I think it was Mark Denaro that show us the pics. 

You might want to join ALFA http://tech.groups.yahoo.com/group/AmericanLabyrinthFishAssociation/


----------



## Betta man (Mar 25, 2011)

Brownorums are pretty. I personally love metallic blue. It's something I look for in most bettas. That's why I have only had one red betta. Thanks for the link. I am unlucky with breeding fish that I know a lot about. Maybe fish I know nothing about will work.


----------



## Betta man (Mar 25, 2011)

Found something. Does this look like a good deal? They're ocellatas, but still members of the unimaculata family. http://www.aquabid.com/cgi-bin/auction/auction.cgi?fwbettas&1341892237


----------



## emc7 (Jul 23, 2005)

Pretty, never saw those before. Look at closed items for pricing, but I bet those are uncommon enough the seller can set the price. Really even $10 a fish is cheap for something you could only get from a store with a special order.


----------



## Betta man (Mar 25, 2011)

I emailed the seller and he said that unimacs get too big for a 15 gal. He also said he kept 4 juvies in a 15 gal when he first got them, but that it's too much of a stretch. I have decided to get channoides. The seller said that he had an extra pair, so I'm hoping to get a reply soon.


----------



## chipmunk1210 (Jun 21, 2012)

I have betta ocellatas and I love them. They have huge personalities and are one of the easier mouthbrooding bettas to breed. Right now I have 3 in a 20L that will be sexually mature in another 2 months or a little sooner. Another nice one is betta simplex. They are a great beginner mouthbrooder and tend to be on the cheaper side. I will be aquiring some within the next month to start a species tank and start breeding them as well. They can be kept in a 10 gallon easily. If you would be interested in any betta simplex, let me know. I can let you know a guy who has some that will be coming up for sale very soon.


----------



## Guest (Jul 7, 2012)

Betta man said:


> I emailed the seller and he said that unimacs get too big for a 15 gal. He also said he kept 4 juvies in a 15 gal when he first got them, but that it's too much of a stretch. I have decided to get channoides. The seller said that he had an extra pair, so I'm hoping to get a reply soon.

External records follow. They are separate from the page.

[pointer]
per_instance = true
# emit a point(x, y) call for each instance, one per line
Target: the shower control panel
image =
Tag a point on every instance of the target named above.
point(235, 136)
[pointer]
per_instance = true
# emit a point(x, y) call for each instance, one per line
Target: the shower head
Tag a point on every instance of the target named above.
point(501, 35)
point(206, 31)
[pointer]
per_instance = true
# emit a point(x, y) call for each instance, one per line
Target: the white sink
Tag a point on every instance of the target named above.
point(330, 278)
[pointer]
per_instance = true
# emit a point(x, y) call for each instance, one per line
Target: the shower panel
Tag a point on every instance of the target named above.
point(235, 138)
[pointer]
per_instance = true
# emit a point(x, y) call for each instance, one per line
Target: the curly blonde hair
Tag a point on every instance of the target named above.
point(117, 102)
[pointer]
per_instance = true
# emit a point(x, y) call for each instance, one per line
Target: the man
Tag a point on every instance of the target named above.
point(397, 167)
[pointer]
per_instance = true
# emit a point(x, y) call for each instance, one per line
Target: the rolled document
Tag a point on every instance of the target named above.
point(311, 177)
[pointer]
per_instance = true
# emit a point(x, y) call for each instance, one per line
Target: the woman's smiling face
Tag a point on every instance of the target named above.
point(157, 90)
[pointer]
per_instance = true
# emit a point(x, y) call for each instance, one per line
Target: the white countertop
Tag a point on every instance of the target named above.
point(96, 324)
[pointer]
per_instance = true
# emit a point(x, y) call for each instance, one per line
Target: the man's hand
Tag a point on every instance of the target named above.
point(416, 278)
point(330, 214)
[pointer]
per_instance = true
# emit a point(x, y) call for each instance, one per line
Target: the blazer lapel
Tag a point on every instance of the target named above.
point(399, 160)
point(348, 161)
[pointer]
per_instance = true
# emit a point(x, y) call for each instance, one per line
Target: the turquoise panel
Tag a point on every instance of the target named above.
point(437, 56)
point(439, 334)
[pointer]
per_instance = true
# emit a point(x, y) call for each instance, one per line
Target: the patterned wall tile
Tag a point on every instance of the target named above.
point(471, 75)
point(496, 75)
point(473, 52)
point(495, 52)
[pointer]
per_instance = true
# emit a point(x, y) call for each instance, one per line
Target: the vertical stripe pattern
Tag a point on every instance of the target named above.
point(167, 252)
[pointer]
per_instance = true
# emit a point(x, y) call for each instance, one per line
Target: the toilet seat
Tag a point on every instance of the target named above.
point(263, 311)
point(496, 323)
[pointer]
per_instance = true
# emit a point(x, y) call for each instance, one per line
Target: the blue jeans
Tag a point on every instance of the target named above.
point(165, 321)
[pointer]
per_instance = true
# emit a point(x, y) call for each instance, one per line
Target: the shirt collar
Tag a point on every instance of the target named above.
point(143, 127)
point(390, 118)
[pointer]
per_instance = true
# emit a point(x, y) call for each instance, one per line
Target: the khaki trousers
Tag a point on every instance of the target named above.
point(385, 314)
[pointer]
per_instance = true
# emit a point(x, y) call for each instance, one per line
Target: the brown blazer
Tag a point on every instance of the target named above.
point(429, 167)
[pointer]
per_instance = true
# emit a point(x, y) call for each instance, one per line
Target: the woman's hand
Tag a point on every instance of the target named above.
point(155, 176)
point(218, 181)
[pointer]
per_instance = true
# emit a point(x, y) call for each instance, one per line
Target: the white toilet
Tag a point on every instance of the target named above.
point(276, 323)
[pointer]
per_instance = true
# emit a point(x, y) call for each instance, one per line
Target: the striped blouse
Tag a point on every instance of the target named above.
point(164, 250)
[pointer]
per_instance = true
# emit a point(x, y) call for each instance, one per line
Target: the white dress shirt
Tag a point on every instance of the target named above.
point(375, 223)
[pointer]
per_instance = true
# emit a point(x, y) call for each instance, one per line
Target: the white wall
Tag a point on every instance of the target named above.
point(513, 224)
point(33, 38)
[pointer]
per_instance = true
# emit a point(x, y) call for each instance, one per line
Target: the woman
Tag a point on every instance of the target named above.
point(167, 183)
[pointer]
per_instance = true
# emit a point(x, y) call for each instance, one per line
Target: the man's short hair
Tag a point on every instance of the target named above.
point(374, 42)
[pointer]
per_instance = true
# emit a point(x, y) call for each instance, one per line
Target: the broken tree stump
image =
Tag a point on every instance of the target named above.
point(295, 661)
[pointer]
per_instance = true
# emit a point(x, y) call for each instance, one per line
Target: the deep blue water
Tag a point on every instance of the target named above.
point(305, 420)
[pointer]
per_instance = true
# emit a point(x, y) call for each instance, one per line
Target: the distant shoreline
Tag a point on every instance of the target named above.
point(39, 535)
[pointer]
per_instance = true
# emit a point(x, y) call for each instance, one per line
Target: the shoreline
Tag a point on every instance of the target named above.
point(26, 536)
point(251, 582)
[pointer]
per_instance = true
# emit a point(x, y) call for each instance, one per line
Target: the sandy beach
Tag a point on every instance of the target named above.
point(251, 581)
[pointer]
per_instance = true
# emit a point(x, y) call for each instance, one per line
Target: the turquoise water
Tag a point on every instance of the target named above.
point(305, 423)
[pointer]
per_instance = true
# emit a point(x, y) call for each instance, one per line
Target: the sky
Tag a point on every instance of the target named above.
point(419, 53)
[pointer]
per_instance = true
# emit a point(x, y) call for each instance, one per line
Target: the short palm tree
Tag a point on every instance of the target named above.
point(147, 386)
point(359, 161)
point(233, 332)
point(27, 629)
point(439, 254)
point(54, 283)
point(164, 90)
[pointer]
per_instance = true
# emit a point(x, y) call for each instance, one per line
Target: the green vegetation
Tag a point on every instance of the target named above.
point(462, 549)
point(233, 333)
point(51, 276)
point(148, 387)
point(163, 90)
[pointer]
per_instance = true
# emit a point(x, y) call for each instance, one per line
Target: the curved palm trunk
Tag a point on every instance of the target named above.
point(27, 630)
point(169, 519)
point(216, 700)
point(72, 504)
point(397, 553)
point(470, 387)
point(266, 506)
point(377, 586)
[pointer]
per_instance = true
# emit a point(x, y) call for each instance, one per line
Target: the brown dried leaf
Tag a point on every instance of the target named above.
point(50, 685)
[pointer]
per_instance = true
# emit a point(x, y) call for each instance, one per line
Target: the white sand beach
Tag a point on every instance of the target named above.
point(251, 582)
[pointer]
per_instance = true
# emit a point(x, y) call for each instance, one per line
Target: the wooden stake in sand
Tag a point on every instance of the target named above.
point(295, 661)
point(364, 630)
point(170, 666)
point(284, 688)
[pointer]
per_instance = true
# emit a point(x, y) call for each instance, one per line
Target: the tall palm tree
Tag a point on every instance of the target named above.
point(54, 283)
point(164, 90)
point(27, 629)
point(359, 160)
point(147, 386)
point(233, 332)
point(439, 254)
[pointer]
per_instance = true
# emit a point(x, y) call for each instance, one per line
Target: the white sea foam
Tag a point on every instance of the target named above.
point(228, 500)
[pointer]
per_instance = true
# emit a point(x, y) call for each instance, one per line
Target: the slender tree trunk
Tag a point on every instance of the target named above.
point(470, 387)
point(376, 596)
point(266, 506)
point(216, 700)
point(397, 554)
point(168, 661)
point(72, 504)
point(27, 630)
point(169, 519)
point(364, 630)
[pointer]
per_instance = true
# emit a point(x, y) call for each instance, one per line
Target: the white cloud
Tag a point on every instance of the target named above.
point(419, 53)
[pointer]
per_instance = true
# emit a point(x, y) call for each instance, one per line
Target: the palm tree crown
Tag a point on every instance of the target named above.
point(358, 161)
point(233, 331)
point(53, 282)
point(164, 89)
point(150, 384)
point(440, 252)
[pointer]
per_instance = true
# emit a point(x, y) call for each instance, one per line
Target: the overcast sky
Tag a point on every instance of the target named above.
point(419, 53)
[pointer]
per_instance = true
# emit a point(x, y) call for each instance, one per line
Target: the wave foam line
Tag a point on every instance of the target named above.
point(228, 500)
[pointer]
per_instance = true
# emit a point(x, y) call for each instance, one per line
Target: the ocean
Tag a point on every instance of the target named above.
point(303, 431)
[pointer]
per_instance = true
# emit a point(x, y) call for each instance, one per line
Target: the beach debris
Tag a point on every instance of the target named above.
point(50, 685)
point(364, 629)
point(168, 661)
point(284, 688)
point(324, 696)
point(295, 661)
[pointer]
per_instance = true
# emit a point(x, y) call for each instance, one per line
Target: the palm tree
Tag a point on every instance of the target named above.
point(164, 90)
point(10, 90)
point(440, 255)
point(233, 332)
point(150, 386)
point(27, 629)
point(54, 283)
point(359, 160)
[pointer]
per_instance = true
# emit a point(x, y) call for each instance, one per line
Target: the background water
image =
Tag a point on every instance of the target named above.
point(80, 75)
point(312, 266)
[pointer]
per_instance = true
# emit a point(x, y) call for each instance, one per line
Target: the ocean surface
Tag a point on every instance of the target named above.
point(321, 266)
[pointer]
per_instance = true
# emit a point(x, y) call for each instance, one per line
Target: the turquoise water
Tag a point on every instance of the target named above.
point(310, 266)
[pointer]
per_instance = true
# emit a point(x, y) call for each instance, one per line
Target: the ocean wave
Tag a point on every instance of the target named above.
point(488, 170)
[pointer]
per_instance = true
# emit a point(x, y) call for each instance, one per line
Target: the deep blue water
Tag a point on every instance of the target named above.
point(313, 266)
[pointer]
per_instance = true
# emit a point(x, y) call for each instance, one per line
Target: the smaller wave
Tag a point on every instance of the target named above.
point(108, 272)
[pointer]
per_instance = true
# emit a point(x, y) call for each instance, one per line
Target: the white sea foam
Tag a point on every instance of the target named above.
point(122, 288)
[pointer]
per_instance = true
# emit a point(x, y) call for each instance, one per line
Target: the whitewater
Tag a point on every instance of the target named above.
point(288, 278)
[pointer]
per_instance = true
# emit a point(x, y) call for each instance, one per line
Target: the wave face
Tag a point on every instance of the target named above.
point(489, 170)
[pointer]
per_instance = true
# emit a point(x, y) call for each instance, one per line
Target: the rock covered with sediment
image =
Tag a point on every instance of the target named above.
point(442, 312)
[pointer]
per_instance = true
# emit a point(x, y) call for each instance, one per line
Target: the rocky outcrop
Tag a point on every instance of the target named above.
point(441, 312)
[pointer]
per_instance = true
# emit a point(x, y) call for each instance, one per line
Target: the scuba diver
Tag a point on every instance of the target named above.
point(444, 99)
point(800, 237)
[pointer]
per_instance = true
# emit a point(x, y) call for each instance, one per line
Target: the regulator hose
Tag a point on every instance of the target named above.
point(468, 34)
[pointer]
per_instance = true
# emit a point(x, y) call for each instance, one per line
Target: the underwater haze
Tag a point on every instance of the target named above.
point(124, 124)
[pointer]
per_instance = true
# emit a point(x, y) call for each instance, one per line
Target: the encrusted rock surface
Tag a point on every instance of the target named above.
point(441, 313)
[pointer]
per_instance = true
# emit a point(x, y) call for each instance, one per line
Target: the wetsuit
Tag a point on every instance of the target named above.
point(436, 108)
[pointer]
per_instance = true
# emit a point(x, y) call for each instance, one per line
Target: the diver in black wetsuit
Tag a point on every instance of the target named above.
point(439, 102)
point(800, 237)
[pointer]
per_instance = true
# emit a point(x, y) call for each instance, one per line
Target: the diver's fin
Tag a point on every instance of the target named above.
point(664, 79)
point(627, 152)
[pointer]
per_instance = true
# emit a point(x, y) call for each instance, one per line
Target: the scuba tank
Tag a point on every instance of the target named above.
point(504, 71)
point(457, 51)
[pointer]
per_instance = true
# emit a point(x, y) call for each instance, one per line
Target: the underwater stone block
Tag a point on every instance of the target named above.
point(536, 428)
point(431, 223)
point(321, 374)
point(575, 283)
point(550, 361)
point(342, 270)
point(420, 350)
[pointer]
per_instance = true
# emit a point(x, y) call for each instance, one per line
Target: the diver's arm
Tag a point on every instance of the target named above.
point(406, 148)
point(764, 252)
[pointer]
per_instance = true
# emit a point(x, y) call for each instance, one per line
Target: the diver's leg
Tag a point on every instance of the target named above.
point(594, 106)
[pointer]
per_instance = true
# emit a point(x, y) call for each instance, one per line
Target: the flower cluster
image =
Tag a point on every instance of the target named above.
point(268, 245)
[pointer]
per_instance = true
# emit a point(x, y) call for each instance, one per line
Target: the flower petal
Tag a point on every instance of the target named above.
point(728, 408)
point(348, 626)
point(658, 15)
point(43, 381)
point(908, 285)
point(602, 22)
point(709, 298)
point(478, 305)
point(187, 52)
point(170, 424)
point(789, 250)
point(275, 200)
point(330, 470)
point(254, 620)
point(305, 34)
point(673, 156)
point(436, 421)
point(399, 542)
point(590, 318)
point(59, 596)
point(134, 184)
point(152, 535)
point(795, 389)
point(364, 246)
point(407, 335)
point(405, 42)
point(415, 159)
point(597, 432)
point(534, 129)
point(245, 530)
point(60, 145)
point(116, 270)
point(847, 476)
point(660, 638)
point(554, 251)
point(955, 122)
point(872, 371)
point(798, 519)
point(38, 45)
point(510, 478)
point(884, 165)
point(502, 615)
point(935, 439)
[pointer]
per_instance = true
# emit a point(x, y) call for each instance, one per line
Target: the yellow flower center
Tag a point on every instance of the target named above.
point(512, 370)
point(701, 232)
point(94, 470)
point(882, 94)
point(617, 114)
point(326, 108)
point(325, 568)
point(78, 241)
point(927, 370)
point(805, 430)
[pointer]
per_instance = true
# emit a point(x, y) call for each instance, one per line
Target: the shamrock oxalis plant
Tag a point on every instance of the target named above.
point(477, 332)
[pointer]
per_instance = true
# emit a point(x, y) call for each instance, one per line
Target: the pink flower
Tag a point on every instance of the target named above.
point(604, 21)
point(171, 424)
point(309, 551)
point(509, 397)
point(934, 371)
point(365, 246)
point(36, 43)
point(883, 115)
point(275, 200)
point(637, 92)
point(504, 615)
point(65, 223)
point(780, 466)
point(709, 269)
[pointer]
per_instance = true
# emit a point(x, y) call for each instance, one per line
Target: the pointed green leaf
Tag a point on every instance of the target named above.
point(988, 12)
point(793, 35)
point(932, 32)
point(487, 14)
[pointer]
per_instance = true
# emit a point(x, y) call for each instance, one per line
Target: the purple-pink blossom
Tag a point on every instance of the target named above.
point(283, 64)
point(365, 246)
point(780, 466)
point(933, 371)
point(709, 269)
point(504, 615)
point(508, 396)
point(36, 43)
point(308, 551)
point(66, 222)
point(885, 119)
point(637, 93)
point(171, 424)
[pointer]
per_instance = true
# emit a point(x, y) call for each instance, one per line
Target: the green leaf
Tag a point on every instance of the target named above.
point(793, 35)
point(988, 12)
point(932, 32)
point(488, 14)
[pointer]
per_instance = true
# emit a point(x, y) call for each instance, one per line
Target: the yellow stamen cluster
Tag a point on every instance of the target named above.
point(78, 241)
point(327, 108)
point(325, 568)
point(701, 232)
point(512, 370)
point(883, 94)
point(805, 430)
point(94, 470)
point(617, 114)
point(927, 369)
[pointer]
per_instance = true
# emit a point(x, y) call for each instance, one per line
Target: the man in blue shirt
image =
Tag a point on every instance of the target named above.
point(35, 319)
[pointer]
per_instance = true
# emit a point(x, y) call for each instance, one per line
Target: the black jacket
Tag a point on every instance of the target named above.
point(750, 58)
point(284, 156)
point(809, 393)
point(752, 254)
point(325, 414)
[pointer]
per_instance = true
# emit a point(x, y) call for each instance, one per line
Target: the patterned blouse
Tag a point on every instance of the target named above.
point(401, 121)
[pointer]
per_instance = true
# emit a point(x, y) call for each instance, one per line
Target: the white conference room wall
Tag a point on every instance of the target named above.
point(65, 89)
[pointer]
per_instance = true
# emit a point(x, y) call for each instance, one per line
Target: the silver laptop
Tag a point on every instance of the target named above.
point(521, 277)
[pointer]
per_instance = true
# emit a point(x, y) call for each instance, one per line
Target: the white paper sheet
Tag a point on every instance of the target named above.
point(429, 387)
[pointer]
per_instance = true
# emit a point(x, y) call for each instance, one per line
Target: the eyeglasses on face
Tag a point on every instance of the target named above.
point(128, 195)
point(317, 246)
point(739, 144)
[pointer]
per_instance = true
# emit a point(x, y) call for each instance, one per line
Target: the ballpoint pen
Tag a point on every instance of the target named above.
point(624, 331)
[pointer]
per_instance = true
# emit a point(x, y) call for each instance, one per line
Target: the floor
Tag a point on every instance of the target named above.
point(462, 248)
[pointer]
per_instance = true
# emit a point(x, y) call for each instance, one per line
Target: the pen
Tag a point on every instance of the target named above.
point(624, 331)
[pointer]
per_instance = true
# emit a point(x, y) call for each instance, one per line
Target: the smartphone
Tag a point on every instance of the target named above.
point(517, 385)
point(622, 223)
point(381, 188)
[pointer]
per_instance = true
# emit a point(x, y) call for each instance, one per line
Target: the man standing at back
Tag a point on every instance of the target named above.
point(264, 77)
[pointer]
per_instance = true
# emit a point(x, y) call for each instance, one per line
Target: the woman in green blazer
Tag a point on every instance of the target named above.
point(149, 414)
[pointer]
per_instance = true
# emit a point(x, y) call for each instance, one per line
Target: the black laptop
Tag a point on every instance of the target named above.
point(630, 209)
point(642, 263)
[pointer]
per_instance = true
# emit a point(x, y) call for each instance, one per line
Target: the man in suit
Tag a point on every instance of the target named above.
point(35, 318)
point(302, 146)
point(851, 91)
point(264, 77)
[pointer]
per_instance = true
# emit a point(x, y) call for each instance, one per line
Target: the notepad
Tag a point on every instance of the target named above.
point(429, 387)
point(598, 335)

I looked up the info that you got from the seller of the unimacs and here is what I found. That seller is lying to you, a pair can be housed in a 10 gallon.

Always research the answers that you get from people about the fish that you want. Because some people will lie to you. They get 12.6cm, not sure what that is in inches, but I imagine it is small enough for a ten gallon or more.

Take a look at the link Betta man

http://www.ibcbettas.org/smp/species/unimaculata.html


----------



## Betta man (Mar 25, 2011)

I think I'll go for channoides and rubras. Thanks though!


----------